Nicolas Gary - 11.10.2013

Edition - Société - blog littéraire - polar - Philippe Lemaire


Le monde du polar qui assiste à un meurtre, c'est commun. Mais il est rare que l'arme du crime soit... le droit des marques. D'ailleurs, on peut dire ‘le monde du polar', et surtout pas ‘la planète polars', parce que le service juridique de Canal + est prompt à dégainer, façon Far West. « Cela fait un an que ça dure », explique Philippe Lemaire, journaliste au Parisien et animateur du blog Chroniques polars, récemment rebpatisé.

 

 

 

 

En marge de ses articles pour le quotidien, Philippe Lemaire pratiquait le blog et le polar, sans faire de tort à personne - sinon à quelques ouvrages un peu étrillés - sous l'appellation Planète Polars.
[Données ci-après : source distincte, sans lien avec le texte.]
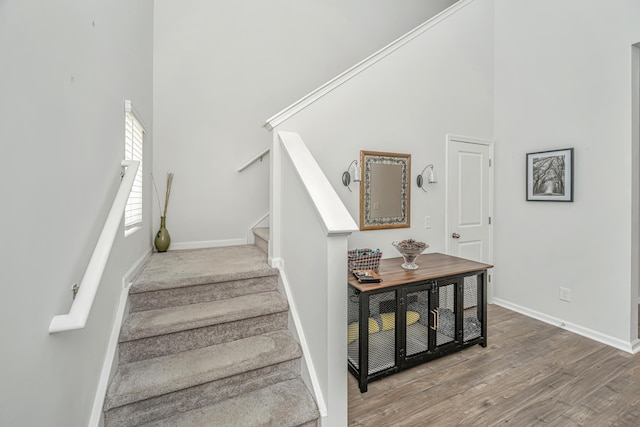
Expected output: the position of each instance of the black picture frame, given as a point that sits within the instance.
(550, 176)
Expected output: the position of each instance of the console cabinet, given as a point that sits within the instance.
(414, 316)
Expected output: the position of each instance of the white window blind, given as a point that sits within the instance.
(134, 136)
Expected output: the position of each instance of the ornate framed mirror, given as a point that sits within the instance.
(384, 190)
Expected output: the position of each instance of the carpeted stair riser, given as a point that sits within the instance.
(172, 297)
(206, 343)
(286, 404)
(262, 238)
(168, 374)
(159, 407)
(145, 348)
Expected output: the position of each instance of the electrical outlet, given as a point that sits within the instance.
(565, 294)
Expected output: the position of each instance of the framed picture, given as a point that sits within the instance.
(550, 176)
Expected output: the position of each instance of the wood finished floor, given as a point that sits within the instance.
(530, 374)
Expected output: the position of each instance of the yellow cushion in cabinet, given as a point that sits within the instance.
(382, 322)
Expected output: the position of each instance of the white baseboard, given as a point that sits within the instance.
(262, 222)
(308, 363)
(97, 418)
(206, 244)
(629, 347)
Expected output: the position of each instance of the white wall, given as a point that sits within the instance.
(563, 79)
(66, 69)
(222, 68)
(408, 102)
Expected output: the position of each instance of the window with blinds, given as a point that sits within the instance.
(134, 136)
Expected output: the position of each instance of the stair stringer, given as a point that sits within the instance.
(308, 372)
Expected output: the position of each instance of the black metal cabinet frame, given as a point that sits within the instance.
(463, 298)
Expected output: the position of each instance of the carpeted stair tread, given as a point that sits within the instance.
(174, 319)
(148, 378)
(285, 404)
(174, 269)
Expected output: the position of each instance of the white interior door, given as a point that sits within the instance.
(469, 198)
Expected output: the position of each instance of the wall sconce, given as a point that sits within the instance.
(431, 177)
(346, 175)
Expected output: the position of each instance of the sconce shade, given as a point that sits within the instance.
(431, 177)
(346, 175)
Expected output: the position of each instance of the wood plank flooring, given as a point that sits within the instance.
(530, 374)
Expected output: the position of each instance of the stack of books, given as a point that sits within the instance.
(367, 276)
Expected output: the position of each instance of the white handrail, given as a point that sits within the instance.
(254, 159)
(81, 306)
(334, 215)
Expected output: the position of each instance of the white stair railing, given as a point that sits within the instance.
(86, 292)
(255, 158)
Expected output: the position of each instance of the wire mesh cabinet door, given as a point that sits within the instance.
(415, 325)
(459, 311)
(445, 322)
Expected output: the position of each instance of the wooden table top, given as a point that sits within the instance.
(430, 266)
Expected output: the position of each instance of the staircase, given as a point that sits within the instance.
(206, 344)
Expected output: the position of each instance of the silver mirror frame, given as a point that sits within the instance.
(367, 220)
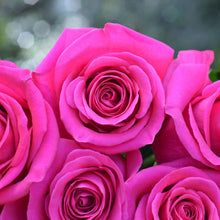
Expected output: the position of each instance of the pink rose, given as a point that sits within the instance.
(193, 109)
(28, 133)
(81, 184)
(108, 86)
(164, 192)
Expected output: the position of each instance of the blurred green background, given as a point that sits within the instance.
(29, 28)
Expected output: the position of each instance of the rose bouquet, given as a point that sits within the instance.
(80, 133)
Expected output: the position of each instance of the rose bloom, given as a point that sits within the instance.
(107, 83)
(81, 184)
(28, 133)
(193, 109)
(164, 192)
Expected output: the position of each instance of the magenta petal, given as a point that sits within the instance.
(15, 210)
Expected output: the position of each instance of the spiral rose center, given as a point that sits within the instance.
(110, 93)
(186, 210)
(85, 202)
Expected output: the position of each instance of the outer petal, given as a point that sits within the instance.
(38, 192)
(15, 210)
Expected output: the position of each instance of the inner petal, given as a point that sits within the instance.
(215, 128)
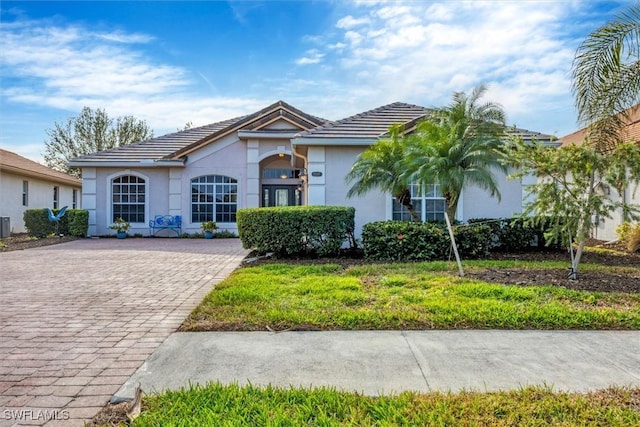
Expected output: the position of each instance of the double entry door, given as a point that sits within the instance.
(280, 195)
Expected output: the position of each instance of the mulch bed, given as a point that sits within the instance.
(22, 241)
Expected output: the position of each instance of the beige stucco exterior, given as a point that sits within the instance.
(39, 195)
(243, 152)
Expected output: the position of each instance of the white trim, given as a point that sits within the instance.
(190, 202)
(147, 195)
(145, 163)
(272, 153)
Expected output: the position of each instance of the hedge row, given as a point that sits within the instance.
(321, 230)
(515, 235)
(412, 241)
(75, 222)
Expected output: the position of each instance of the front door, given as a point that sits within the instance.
(280, 195)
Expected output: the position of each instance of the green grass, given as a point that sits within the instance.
(233, 405)
(403, 296)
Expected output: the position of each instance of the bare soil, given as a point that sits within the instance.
(17, 242)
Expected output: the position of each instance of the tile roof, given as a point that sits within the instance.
(159, 148)
(371, 124)
(631, 130)
(173, 146)
(16, 164)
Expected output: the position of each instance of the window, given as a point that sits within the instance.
(128, 194)
(25, 193)
(56, 197)
(214, 198)
(431, 206)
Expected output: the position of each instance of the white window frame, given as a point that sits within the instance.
(214, 204)
(110, 178)
(430, 193)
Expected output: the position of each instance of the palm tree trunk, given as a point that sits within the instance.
(584, 226)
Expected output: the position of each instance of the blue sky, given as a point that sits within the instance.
(170, 63)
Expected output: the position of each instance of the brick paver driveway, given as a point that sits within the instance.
(77, 319)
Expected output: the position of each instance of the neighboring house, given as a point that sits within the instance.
(605, 228)
(277, 156)
(25, 184)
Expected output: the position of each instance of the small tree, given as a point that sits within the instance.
(90, 131)
(458, 145)
(573, 185)
(382, 166)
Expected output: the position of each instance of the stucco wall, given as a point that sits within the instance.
(606, 228)
(40, 196)
(478, 203)
(99, 207)
(369, 207)
(227, 157)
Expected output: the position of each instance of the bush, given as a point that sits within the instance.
(515, 234)
(411, 241)
(75, 222)
(296, 229)
(78, 222)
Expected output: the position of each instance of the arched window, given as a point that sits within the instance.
(214, 198)
(128, 194)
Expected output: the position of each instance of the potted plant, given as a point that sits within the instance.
(121, 226)
(208, 227)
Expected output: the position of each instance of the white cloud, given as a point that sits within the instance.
(349, 22)
(312, 56)
(421, 52)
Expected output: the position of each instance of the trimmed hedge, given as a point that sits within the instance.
(75, 222)
(412, 241)
(515, 235)
(296, 229)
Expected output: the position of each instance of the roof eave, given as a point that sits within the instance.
(24, 172)
(143, 163)
(334, 141)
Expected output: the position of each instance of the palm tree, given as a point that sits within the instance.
(381, 166)
(606, 77)
(458, 145)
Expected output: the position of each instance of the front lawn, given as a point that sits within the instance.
(407, 296)
(232, 405)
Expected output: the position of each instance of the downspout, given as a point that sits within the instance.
(305, 163)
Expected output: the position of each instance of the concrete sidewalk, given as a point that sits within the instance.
(383, 362)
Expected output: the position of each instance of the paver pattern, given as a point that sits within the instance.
(78, 319)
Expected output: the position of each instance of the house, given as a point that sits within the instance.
(605, 228)
(25, 184)
(278, 156)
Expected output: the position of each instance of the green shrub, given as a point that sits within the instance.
(412, 241)
(74, 222)
(515, 234)
(37, 223)
(296, 229)
(78, 222)
(404, 241)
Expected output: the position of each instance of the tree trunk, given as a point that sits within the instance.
(584, 226)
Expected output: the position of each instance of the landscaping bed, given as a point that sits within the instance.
(17, 242)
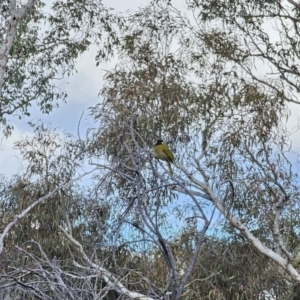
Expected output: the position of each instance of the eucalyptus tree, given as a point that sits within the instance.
(182, 78)
(39, 45)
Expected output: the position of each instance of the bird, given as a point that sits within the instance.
(163, 152)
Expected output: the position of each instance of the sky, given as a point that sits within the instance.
(83, 88)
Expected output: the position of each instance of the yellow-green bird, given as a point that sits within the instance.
(163, 152)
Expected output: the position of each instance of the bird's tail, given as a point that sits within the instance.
(170, 169)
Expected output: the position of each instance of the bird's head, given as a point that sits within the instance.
(159, 142)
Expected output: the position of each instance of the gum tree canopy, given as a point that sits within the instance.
(215, 83)
(39, 46)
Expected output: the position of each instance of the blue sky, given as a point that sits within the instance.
(84, 87)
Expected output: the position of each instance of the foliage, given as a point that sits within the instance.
(46, 43)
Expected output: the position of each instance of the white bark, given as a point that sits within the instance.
(284, 263)
(30, 207)
(109, 278)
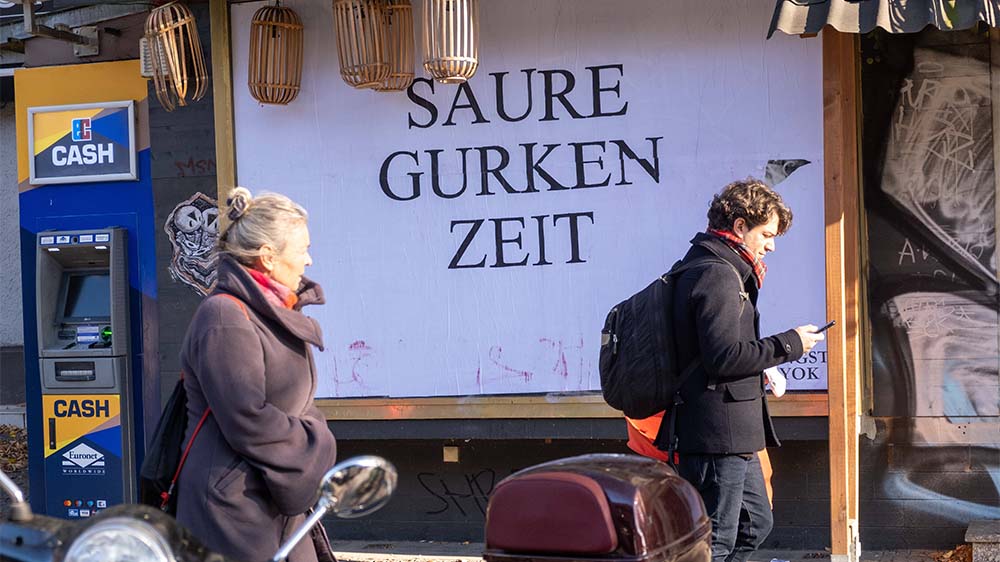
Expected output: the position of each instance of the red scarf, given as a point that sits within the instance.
(737, 244)
(278, 294)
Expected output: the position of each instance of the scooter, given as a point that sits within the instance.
(597, 508)
(140, 533)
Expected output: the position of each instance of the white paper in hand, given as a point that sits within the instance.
(777, 381)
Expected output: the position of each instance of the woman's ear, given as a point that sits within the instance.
(266, 259)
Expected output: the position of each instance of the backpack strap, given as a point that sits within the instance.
(165, 496)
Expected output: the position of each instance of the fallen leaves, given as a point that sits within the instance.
(13, 448)
(962, 553)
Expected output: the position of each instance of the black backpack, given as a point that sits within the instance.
(638, 362)
(167, 452)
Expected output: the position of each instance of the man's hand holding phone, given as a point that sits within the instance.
(811, 335)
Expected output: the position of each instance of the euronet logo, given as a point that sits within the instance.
(82, 457)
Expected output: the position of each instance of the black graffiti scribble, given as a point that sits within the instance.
(468, 492)
(777, 171)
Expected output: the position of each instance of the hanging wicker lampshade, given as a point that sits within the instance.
(451, 39)
(399, 46)
(361, 41)
(172, 36)
(275, 74)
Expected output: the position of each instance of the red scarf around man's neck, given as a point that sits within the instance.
(275, 292)
(737, 244)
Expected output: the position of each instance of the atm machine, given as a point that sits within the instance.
(84, 364)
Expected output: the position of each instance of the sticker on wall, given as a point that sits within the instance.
(81, 143)
(193, 229)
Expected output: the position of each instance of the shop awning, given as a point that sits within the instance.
(796, 17)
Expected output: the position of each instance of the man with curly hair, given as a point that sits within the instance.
(723, 420)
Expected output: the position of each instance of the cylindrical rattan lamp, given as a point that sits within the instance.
(275, 73)
(399, 46)
(361, 41)
(172, 36)
(451, 39)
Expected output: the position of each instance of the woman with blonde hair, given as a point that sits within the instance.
(263, 446)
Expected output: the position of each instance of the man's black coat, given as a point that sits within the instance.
(716, 319)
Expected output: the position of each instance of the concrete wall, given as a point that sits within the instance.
(11, 329)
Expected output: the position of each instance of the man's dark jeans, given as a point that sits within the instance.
(735, 497)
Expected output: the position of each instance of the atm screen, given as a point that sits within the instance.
(87, 296)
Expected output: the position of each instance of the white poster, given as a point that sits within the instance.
(471, 239)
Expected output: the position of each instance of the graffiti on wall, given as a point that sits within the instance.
(931, 200)
(193, 229)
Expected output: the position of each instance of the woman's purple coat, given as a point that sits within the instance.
(256, 464)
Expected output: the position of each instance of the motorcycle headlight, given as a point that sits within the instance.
(120, 539)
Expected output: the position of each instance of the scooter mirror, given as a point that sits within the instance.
(353, 488)
(358, 486)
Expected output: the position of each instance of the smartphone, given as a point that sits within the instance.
(825, 327)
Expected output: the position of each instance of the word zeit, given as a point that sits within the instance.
(83, 460)
(83, 154)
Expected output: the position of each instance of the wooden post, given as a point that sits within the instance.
(222, 95)
(842, 180)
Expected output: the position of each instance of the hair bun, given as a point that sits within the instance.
(238, 203)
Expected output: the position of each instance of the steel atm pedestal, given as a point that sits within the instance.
(84, 362)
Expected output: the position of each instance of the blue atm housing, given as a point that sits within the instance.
(128, 207)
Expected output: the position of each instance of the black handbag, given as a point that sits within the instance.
(166, 453)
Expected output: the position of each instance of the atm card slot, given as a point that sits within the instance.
(76, 371)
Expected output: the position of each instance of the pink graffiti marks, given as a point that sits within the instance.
(192, 167)
(561, 366)
(507, 371)
(360, 355)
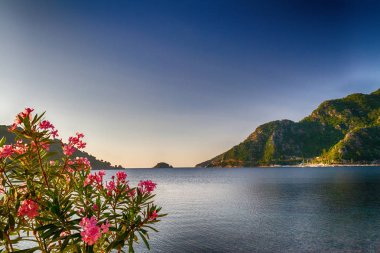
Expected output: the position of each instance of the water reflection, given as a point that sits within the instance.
(266, 210)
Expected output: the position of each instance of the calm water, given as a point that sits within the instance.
(266, 209)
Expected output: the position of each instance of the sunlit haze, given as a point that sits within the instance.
(181, 81)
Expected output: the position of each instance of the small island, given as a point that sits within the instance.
(163, 165)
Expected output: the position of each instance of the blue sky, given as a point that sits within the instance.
(181, 81)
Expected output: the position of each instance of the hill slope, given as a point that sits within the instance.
(339, 131)
(95, 163)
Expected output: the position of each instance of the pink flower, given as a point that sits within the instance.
(121, 176)
(90, 231)
(153, 215)
(146, 186)
(29, 208)
(83, 163)
(68, 150)
(20, 148)
(110, 187)
(22, 115)
(105, 227)
(46, 125)
(96, 178)
(6, 151)
(64, 233)
(54, 133)
(2, 190)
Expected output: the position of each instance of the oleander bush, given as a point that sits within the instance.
(53, 202)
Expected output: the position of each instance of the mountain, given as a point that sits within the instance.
(345, 130)
(95, 162)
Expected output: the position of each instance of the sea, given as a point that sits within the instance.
(329, 209)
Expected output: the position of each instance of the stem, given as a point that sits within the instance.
(42, 167)
(9, 243)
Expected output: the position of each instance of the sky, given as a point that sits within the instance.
(181, 81)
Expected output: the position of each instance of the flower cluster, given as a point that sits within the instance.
(28, 208)
(59, 202)
(95, 179)
(74, 142)
(46, 125)
(146, 186)
(6, 151)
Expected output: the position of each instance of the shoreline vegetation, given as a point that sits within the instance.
(339, 132)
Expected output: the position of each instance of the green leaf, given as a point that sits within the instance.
(144, 240)
(2, 141)
(31, 250)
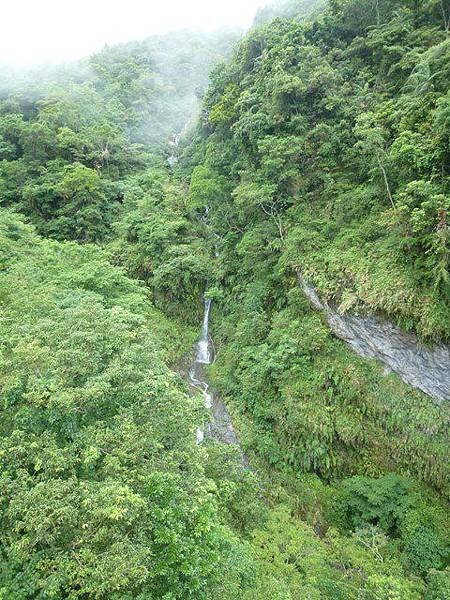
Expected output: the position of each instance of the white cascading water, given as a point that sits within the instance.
(219, 426)
(202, 357)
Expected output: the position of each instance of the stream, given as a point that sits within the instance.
(219, 426)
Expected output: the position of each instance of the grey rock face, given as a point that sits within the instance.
(427, 369)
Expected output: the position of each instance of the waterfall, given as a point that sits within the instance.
(219, 426)
(203, 352)
(173, 158)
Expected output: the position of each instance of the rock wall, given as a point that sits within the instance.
(427, 369)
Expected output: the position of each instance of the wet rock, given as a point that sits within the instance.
(427, 369)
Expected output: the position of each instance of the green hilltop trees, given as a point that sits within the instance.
(322, 147)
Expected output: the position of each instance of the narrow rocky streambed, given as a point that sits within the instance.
(219, 426)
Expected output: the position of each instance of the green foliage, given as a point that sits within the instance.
(102, 489)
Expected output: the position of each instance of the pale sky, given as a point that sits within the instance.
(37, 31)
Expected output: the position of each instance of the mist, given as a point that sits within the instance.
(51, 31)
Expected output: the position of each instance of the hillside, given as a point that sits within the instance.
(310, 188)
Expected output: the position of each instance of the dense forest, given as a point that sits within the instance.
(317, 146)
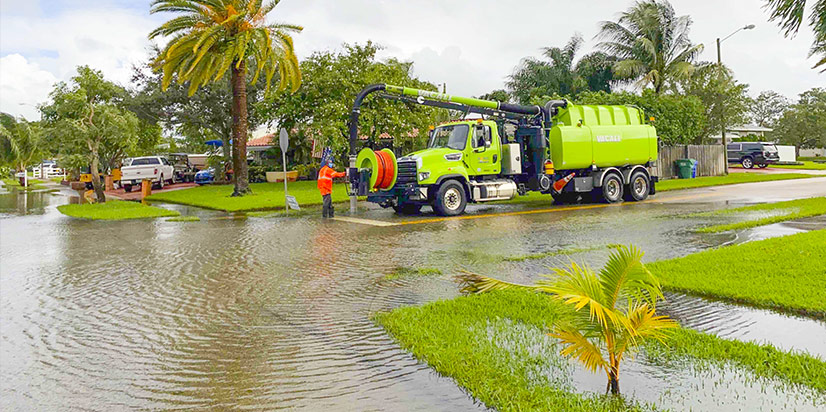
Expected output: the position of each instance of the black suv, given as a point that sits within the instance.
(750, 154)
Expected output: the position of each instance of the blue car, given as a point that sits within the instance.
(205, 177)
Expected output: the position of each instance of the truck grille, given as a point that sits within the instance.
(407, 172)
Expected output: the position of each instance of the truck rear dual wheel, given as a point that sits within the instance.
(638, 187)
(611, 190)
(450, 199)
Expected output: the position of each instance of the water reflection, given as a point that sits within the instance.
(259, 313)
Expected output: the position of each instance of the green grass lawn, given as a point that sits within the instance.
(488, 345)
(14, 184)
(786, 273)
(778, 212)
(115, 210)
(731, 179)
(809, 165)
(264, 196)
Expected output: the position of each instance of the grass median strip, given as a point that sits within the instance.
(779, 212)
(785, 273)
(115, 210)
(264, 196)
(731, 179)
(452, 337)
(494, 345)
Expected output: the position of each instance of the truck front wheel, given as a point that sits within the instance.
(451, 199)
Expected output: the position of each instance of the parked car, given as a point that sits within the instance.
(184, 170)
(47, 169)
(154, 168)
(750, 154)
(205, 177)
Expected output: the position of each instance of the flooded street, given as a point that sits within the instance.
(274, 313)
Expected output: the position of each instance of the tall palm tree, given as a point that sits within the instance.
(789, 15)
(21, 142)
(559, 73)
(213, 36)
(650, 43)
(621, 309)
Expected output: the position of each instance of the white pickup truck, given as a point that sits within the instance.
(154, 168)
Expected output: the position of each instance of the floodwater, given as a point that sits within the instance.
(273, 313)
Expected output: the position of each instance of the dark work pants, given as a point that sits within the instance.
(327, 208)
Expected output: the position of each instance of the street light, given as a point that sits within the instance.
(720, 98)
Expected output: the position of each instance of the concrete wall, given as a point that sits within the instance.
(787, 153)
(813, 152)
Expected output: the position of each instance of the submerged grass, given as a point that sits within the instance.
(403, 272)
(115, 210)
(731, 179)
(785, 273)
(188, 218)
(559, 252)
(264, 196)
(807, 165)
(14, 184)
(451, 337)
(794, 209)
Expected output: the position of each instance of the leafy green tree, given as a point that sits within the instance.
(560, 74)
(614, 310)
(21, 143)
(722, 96)
(678, 119)
(804, 123)
(789, 15)
(651, 44)
(767, 108)
(211, 37)
(319, 110)
(88, 121)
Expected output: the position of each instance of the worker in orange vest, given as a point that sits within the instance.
(325, 186)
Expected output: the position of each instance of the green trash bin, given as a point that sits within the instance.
(684, 167)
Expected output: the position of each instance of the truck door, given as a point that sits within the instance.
(484, 151)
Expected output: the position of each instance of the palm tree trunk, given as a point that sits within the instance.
(94, 169)
(613, 380)
(239, 129)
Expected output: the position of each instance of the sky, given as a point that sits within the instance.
(471, 46)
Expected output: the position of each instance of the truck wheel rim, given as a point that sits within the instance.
(452, 199)
(613, 189)
(640, 187)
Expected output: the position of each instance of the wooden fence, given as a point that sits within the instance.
(710, 160)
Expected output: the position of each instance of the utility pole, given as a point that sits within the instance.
(720, 97)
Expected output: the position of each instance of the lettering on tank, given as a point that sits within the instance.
(609, 139)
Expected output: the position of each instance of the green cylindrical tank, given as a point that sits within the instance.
(605, 136)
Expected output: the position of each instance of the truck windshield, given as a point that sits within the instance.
(453, 137)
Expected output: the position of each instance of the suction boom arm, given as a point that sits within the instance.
(446, 101)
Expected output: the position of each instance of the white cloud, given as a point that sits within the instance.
(22, 86)
(471, 45)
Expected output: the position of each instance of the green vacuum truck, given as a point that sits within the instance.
(599, 153)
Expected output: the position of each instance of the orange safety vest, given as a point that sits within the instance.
(325, 179)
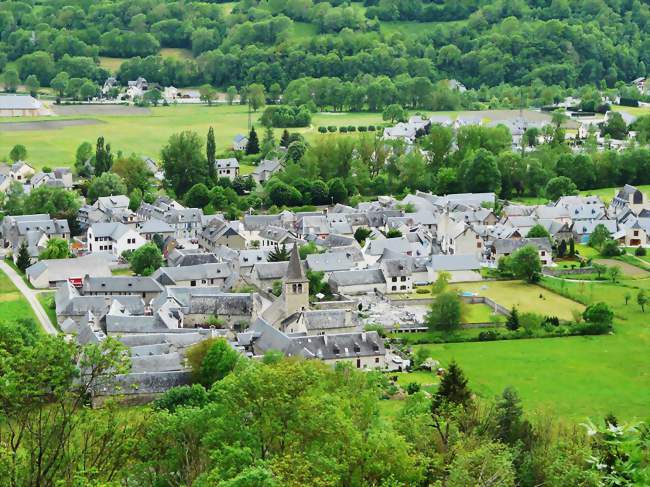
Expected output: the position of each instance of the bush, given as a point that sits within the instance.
(488, 336)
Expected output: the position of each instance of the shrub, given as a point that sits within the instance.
(488, 336)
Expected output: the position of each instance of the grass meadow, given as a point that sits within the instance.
(146, 134)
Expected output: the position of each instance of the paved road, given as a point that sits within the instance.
(30, 295)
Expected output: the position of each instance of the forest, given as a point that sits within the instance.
(564, 43)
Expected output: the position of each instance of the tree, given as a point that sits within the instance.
(207, 94)
(198, 196)
(87, 90)
(599, 268)
(394, 112)
(57, 248)
(183, 161)
(560, 186)
(231, 94)
(278, 254)
(614, 273)
(218, 362)
(210, 152)
(256, 96)
(445, 312)
(525, 263)
(361, 234)
(103, 157)
(152, 96)
(538, 231)
(512, 322)
(598, 236)
(134, 172)
(642, 299)
(108, 184)
(23, 261)
(11, 80)
(83, 159)
(32, 84)
(598, 314)
(253, 144)
(337, 191)
(18, 153)
(60, 83)
(146, 259)
(453, 389)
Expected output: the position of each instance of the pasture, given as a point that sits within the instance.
(144, 131)
(572, 377)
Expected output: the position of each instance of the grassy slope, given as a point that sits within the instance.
(572, 377)
(13, 304)
(145, 135)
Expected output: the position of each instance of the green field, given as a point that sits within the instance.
(146, 134)
(572, 377)
(13, 304)
(527, 298)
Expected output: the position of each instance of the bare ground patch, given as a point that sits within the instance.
(99, 110)
(46, 124)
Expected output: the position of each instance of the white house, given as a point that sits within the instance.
(112, 237)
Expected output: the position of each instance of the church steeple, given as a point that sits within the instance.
(295, 288)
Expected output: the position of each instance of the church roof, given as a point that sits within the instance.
(295, 271)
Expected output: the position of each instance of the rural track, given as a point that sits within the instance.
(30, 295)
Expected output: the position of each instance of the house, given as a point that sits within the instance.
(227, 168)
(632, 198)
(51, 273)
(364, 350)
(240, 142)
(220, 275)
(357, 282)
(113, 238)
(21, 106)
(461, 268)
(34, 230)
(146, 288)
(265, 169)
(219, 232)
(18, 171)
(505, 247)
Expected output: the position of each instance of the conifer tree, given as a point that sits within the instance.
(253, 145)
(23, 261)
(211, 150)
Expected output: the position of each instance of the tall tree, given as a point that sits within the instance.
(210, 152)
(253, 145)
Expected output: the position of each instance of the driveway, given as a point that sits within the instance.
(30, 295)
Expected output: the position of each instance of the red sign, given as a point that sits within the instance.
(76, 281)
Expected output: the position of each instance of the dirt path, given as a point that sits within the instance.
(30, 295)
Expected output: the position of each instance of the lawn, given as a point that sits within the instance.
(147, 134)
(572, 377)
(13, 304)
(527, 297)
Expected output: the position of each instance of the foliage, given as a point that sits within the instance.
(445, 312)
(146, 260)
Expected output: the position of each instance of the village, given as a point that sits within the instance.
(245, 280)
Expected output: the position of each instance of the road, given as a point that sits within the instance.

Voilà qu'il décide de protéger le nom de son blog, « pas dans l'idée d'en faire une multinationale », plaisante-t-il et sollicite l'INPI. Il dépose la marque ‘Planète Polars', fier comme un détective privé devant son premier contrat et... reçoit un courrier du service juridique de Canal+.

 

C'est que le groupe détient les droits commerciaux du terme Planete, du fait de sa chaîne Planète+, spécialisée dans le documentaire. Le service juridique de Canal+ et son cabinet d'avocats, sans aucune considération pour les chroniques régulières de Philippe Lemaire, et son apport au monde du noir, demandent simplement que le mot Planète disparaisse du titre du blog. 

 

Une année durant, les échanges entre les juristes et le journaliste s'intensifient. « J'ai tenté d'argumenter, de leur expliquer que je n'avais pas de vocation à leur faire la moindre concurrence. J'étais prêt à signer des accords pour leur certifier. » 

 

Chroniques d'une planète : le polar

 

Des recommandés à répétition, et Philippe concède un premier geste : Planète Polars devient Chroniques Polars. « Ils ont obtenu de l'INPI que mon dépôt de marque soit annulé. Mon blog et Canal+ sont dans des domaines voisins, les médias. Et dans ce cadre, il est interdit de créer un support avec le terme ‘Planète' dans le titre. » Fin des hostilités ? Pas vraiment...

 

Mais cela ne suffit pas. « Ils m'ont demandé en plus de faire en sorte que toutes les URLs du site soient modifiées, ce qui revenait d'abord à une entreprise manuelle longue et fastidieuse. Mais surtout, c'était le déréférencement assuré, et le retour à zéro. » Avec 487 articles publiés depuis le 17 septembre 2008, Planète polars devenu Chroniques polars aurait facilement retrouvé à se reloger sur le net, mais la nouvelle adresse aurait été rapidement perdue au milieu du grand tout.

 

« Le droit des marques l'emporte par K.O., je baisse définitivement le rideau, non sans saluer une dernière fois mes visiteurs sans cesse plus nombreux (environ 86.000 en 2012, plus de 71.000 déjà cette année), mais aussi les éditeurs et les auteurs qui m'ont toujours soutenu. Ca m'a un peu miné cette histoire, mais avec le temps, je me suis fait une raison », explique-t-il. 

 

Et de conclure : « Je n'en veux pas au groupe Canal+. C'est un service juridique zélé qui tire facilement, et je ne pense pas que la direction du groupe ait conscience de ce genre de choses. C'est une machine, juste une triste machine. Tout cela est un peu désolé, parce que je n'avais pas l'impression d'être une menace pour la marque Canal+. » Pas l'impression... ou pas conscience ?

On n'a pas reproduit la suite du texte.